Freuen dürfte sich darüber die thüringische Ministerpräsidentin Christine Lieberknecht, in deren Bundesland das zur Disposition stehende Opel-Werk Eisenach liegt und die am Vormittag mit Reilly in Rüsselsheim zusammentrifft. Im Anschluss will die CDU-Politikerin vor die Presse treten. Am Nachmittag informiert Betriebsratschef Klaus Franz über die Pläne von GM.

Der harte Sanierungskurs des Opel-Mutterkonzerns sieht derweil zwar weiter einen deutlichen Stellenabbau vor, bleibt aber hinter den Planungen des abgewiesenen Opel-Interessenten Magna zurück. Insgesamt will GM nach Angaben von Reilly in Europa 9 000 bis 9 500 Stellen abbauen.
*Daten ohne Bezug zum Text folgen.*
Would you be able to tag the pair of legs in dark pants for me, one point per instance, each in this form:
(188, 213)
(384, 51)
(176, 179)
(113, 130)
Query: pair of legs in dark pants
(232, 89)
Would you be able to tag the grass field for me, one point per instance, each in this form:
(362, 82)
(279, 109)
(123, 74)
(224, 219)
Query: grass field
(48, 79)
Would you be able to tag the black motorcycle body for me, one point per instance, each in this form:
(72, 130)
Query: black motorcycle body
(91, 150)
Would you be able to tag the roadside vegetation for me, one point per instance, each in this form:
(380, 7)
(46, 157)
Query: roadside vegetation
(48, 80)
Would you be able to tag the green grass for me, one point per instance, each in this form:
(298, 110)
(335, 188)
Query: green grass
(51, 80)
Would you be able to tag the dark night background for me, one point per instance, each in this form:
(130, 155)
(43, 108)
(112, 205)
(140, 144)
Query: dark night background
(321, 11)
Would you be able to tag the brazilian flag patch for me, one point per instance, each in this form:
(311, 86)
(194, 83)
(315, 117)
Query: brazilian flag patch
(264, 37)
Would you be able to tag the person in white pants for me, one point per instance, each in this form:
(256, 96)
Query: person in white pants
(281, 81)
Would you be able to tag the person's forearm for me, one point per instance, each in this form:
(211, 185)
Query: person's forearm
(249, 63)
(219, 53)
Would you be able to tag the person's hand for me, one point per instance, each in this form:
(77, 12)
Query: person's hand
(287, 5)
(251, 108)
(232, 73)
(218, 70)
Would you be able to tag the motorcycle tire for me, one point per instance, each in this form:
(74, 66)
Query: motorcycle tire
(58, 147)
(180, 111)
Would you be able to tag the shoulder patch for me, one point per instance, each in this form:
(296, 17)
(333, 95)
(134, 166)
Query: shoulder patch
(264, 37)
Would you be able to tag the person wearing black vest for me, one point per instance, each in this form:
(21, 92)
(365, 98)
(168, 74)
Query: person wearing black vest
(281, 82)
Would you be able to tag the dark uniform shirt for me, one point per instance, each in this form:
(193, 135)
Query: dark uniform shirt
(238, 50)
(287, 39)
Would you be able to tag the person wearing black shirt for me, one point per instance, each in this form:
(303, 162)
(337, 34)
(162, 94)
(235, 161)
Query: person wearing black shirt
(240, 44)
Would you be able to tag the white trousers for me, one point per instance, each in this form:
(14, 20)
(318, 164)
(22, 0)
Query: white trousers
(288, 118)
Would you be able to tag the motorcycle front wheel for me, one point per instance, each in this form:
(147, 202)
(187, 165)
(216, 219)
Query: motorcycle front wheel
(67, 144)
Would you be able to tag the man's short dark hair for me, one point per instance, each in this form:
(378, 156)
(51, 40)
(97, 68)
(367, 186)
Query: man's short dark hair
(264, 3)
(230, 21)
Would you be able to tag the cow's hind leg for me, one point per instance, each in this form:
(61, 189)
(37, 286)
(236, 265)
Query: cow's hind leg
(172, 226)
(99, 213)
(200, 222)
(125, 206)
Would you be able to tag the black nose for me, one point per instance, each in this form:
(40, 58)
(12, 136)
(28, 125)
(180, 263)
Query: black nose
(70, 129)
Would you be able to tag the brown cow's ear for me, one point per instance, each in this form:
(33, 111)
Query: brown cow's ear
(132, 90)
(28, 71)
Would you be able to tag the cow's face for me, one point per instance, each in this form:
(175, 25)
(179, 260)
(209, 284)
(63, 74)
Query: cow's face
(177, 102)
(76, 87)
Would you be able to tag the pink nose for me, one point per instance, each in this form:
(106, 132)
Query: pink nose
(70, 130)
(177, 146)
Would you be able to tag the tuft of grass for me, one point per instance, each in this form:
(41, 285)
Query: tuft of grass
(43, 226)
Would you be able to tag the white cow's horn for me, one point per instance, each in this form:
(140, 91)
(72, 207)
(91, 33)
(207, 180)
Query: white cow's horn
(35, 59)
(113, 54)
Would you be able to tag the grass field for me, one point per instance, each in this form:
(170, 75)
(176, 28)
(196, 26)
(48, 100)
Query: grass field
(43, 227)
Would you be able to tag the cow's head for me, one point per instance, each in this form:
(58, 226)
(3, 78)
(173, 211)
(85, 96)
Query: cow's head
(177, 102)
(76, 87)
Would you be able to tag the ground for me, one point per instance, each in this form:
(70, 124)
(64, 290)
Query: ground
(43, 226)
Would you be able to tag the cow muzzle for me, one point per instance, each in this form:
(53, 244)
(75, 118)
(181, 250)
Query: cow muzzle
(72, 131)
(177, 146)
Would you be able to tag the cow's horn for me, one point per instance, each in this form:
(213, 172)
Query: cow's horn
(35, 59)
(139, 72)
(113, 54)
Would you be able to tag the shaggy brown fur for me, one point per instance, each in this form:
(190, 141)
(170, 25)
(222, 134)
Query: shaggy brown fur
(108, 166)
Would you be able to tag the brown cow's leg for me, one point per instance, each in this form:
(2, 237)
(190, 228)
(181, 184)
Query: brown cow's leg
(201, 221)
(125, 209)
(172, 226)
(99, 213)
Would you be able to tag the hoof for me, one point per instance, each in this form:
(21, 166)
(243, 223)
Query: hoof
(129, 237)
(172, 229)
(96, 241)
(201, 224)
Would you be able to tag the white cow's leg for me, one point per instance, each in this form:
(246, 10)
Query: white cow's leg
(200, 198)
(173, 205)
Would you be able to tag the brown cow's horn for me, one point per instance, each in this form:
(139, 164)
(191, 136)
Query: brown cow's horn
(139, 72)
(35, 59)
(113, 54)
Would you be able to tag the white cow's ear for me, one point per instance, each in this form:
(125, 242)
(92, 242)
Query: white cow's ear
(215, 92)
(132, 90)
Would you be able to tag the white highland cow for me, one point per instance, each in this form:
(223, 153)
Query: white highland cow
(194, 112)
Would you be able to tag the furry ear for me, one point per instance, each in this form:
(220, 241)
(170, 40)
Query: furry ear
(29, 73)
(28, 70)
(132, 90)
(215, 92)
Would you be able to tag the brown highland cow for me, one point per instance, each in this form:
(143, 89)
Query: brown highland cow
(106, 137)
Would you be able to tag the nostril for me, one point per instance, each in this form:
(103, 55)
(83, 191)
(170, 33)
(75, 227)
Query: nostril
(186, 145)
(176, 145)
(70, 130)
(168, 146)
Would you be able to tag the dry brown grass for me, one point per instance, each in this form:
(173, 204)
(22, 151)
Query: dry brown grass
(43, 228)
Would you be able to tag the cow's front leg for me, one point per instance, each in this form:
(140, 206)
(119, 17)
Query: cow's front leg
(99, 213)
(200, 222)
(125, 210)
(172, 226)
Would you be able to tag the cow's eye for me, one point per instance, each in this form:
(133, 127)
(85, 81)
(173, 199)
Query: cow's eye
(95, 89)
Magna hatte gut 10 000 Arbeitsplätze auf der Streichliste.

GM geht damit im Tauziehen um die Opel-Zukunft einen wichtigen Schritt auf Arbeitnehmer und Bundesregierung zu. Noch im Juni hatte GM die Schließung der Fabriken in Antwerpen, Bochum und Eisenach geprüft. Es gebe nun Chancen für eine Unterstützung aus den Ländern, hieß es. Die Regierungen in Düsseldorf und Mainz prüfen, ob Staatshilfe "als Brückenfinanzierung in einer wirtschaftlich kritischen Phase" gewährt werden könne. Auch über eine Beteiligung des Bundes solle gesprochen werden, hieß es.